Do berço ao envelhecimento: Hospital Moinhos apresenta visão integral da saúde cerebral no maior congresso de neurologia do Brasil
No Congresso Brain 2026, especialistas do hospital mostraram que prevenir o Alzheimer e cuidar da mente começa na infância.
Prevenir o Alzheimer décadas antes dos primeiros sintomas, ensinar crianças a salvar vidas e reconstruir a saúde mental de quem perdeu tudo em uma enchente. Esses foram os temas que o Hospital Moinhos de Vento levou ao Congresso Brain 2026, o maior congresso de neurologia do Brasil, realizado de 3 a 6 de junho, em Porto Alegre. No Simpósio Satélite “Fronteiras do Cérebro e Mente”, três especialistas da instituição defenderam que saúde cerebral é um trabalho que começa muito antes — e vai muito além — do consultório.
O Dr. Christian Kieling, head da Unidade de Pesquisa em Saúde Mental do Moinhos, abriu o simpósio conectando neurociência e realidade social. Por meio de uma parceria com o Ministério da Saúde, via Programa de Apoio ao Desenvolvimento Institucional do Sistema Único de Saúde (PROADI-SUS), o hospital desenvolve um projeto de suporte psicossocial às pessoas impactadas pelas enchentes de maio de 2024 no Rio Grande do Sul. Os resultados foram apresentados pela primeira vez no congresso: quase 500 triagens realizadas em diferentes municípios, maior presença de sintomas entre mulheres e redução superior a 50% nos sintomas de ansiedade e depressão entre os participantes que concluíram o programa, que segue com recrutamento ativo.
“Recomeçar também é saúde cerebral. Ainda estamos coletando dados sobre ansiedade climática, um campo com imensas oportunidades de pesquisa e que diz muito sobre os desafios que estão por vir”, afirmou.

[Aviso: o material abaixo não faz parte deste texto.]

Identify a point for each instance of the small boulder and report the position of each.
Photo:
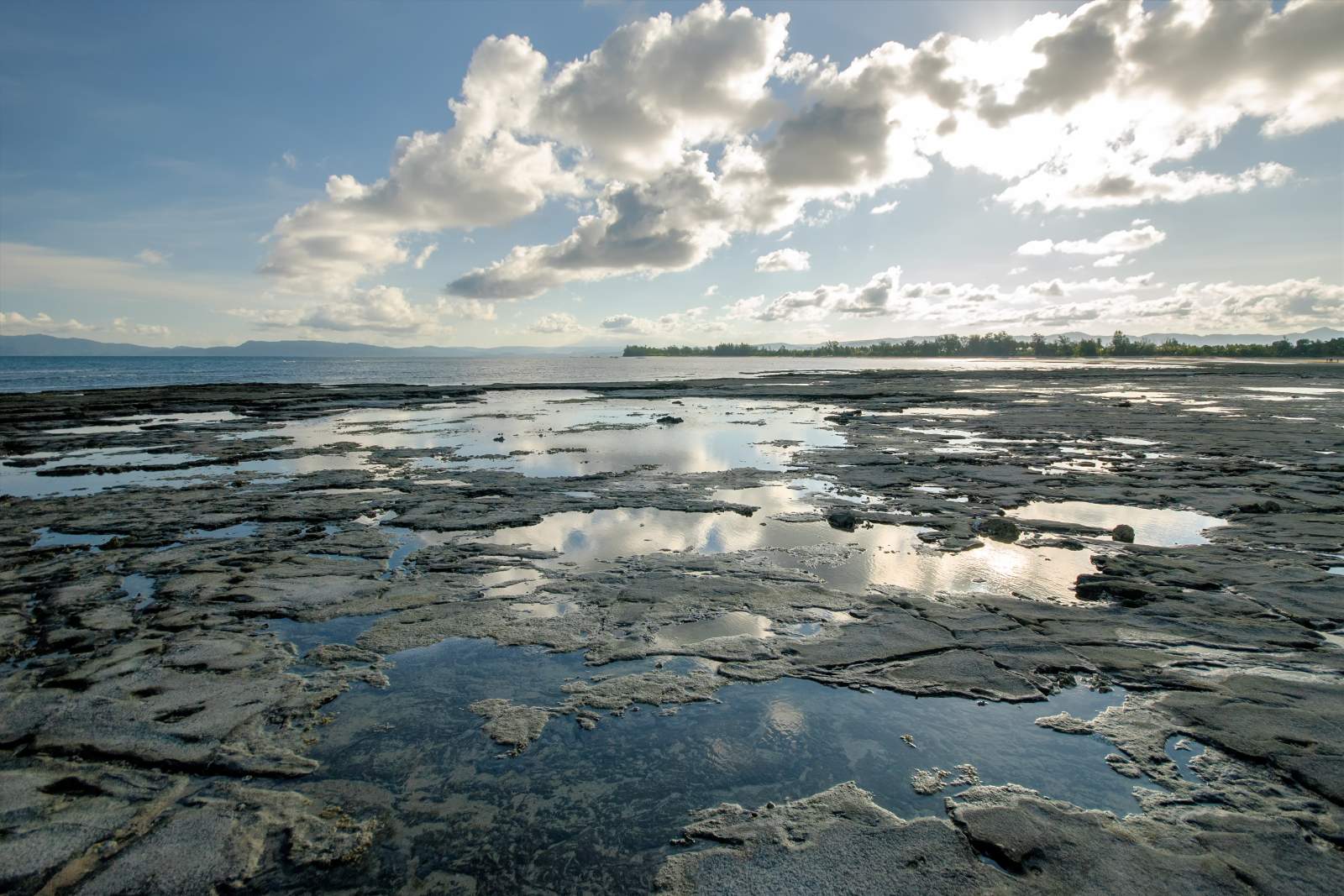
(843, 519)
(999, 528)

O Alzheimer começa 20 anos antes do diagnóstico
O Dr. Eduardo Zimmer apresentou o retrato da neurologia na era dos biomarcadores. O Alzheimer responde por 75% dos casos de demência, e seus rastros biológicos — as proteínas amiloide e tau — podem estar presentes no cérebro duas décadas antes de qualquer sintoma. Essa janela representa uma oportunidade real de intervenção.
“Hoje temos biomarcadores para todas as fases da doença. Isso muda tudo. Controlar a hipertensão arterial, por exemplo, é uma das intervenções mais eficazes que temos. Precisamos priorizar a prevenção”, destacou.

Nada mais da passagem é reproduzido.